What was Rolex to do? If people wanted Rolex but in luxury form, it could risk losing everything by staying as it was—but then it could do just the same by pursuing that goal as well. It was a stalemate, and eventually the pressure became too much. Rolex cracked, and what emerged was this: the Yacht-Master.

While originally founded in London, Rolex watches are now made in Geneva, Switzerland

While originally founded in London, Rolex watches are now made in Geneva, Switzerland

Rolex is often criticised for being very slow with its developmental process, and perhaps the Yacht-Master will help you understand why this approach is necessary. The Yacht-Master, announced in 1992 in gold, naturally, bombed, and bombed hard. Silly Rolex! People liked the rugged versatility of a Rolex, but in gold with diamonds, not some shiny, over-polished rehash of the Submariner! Damned if you do, and damned if you don’t.

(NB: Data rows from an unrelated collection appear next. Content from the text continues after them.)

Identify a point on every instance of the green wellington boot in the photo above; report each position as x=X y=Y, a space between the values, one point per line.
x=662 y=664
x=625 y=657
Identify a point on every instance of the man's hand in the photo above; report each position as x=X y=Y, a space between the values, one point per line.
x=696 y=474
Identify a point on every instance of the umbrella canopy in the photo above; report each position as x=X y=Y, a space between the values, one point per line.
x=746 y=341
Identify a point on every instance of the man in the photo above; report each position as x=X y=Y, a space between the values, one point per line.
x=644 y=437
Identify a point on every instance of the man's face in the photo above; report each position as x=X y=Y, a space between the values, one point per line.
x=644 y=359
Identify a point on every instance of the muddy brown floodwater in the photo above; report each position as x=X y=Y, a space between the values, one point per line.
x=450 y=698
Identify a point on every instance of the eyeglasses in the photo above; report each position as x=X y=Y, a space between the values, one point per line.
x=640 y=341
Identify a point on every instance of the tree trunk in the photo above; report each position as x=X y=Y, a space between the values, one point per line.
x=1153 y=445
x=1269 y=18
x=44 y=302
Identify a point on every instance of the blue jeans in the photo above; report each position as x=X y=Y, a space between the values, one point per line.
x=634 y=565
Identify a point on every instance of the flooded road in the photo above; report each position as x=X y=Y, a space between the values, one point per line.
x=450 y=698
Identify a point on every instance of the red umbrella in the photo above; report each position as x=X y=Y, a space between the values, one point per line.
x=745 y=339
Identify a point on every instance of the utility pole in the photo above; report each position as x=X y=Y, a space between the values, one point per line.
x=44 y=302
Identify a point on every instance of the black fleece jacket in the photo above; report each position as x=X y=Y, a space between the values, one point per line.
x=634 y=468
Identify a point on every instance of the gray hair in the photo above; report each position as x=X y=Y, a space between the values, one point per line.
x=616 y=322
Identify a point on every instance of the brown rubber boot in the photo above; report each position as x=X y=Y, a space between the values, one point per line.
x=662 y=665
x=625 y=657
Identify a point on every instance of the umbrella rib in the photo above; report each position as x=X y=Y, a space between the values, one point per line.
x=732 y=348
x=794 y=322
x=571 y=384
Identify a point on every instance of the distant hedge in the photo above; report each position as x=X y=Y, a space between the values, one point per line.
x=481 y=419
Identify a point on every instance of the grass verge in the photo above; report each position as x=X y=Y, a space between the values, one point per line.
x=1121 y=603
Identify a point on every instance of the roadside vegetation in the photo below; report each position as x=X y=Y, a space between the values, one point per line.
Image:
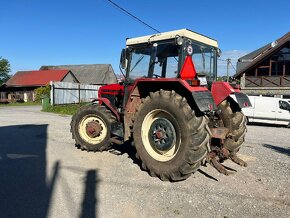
x=68 y=109
x=20 y=104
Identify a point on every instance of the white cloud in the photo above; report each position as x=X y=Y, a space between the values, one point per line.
x=234 y=55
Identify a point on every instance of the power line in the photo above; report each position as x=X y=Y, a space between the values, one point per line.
x=131 y=15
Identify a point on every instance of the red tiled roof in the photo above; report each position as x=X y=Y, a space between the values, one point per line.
x=36 y=77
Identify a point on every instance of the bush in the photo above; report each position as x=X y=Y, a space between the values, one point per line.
x=42 y=92
x=68 y=109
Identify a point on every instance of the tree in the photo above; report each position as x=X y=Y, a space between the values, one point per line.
x=4 y=70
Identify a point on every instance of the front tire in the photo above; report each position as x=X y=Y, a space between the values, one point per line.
x=91 y=127
x=170 y=140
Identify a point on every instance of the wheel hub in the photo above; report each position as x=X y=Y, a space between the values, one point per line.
x=162 y=135
x=93 y=129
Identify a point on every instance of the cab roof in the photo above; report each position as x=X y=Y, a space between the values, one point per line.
x=171 y=35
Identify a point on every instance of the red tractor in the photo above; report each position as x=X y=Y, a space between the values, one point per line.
x=165 y=107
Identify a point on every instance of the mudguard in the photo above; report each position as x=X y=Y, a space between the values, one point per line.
x=222 y=90
x=204 y=101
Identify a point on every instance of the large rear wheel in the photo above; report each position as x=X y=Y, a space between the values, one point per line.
x=170 y=140
x=91 y=127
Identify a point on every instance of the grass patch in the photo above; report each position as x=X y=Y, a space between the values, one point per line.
x=20 y=104
x=68 y=109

There were many avenues explored to address this monstrous mis-decision, changing colours, materials, and even complications to try and find a home for the sore thumb that was the Yacht-Master. But, alongside the Submariner, Explorer, GMT-Master, it just looked, well, a bit silly. Take this 16622, first seen in 1997. A platinum bezel combined with a platinum dial makes for a very impractical piece of equipment, difficult to read, dazzling in the sun and expensive to dent. Straight to the “no” pile, thank you very much.

But the tables turned again in 2015 when Rolex doubled down on its twenty-three-year-old bet and brought the Yacht-Master back with a bang. In rose gold and with a new hat, I mean, rubber strap, it finally came of age. The audience was just right, the time was just right, and all of a sudden you couldn’t find a rose gold Yacht-Master for love nor money. Mainly money.

What that’s done is relegated the early 16622 watch into a little corner of the Rolex world very few people think to look. It’s the reject bin, where the offcuts and misshapen goods rot in peace. It’s stuck between worlds, neither one thing nor the other, the middle child that didn’t either end up on drugs or go to Harvard. It’s doing ok, quiet and forgotten. Here’s where we find our bargain.

A Rolex Yacht-Master can cost anywhere between five and thirty thousand pounds. The price is dependent on the generation, condition, availability and material used to make the watch

A Rolex Yacht-Master can cost anywhere between five and thirty thousand pounds. The price is dependent on the generation, condition, availability and material used to make the watch

You look at any other steel sports Rolex and you’ll find the same thing: you can’t get one new, and supply and demand have forced the secondary market into appreciation. Submariner, GMT-Master, Explorer all want RRP or more. But not the Yacht-Master 16622. A new steel and platinum Yacht-Master is getting on for £10,000 new, with the updated blue and rhodium dials, but not the old faithful 16622. That you can have for closer to £7,000, less if you look hard.

And post 2015, you know what? The 16622 is actually a very handsome watch. The sparkling platinum dial, designed to mirror the sun catching on the waves of the ocean, is a level of detail never previously seen before in a Rolex watch. The polished edges, curved and soft, are more luxurious. The red seconds hand is the Maraschino cherry in a cool Casino. It just needed a quarter-century to be appreciated.

It may not be the latest and greatest, but the appeal of Rolex never should have been that in the first place. It’s about honouring passion, celebrating ingenuity and all in a cool, effortless way. The Yacht-Master was no less an industrial revolution than any other Rolex sports watch before it—only this time the industry was luxury.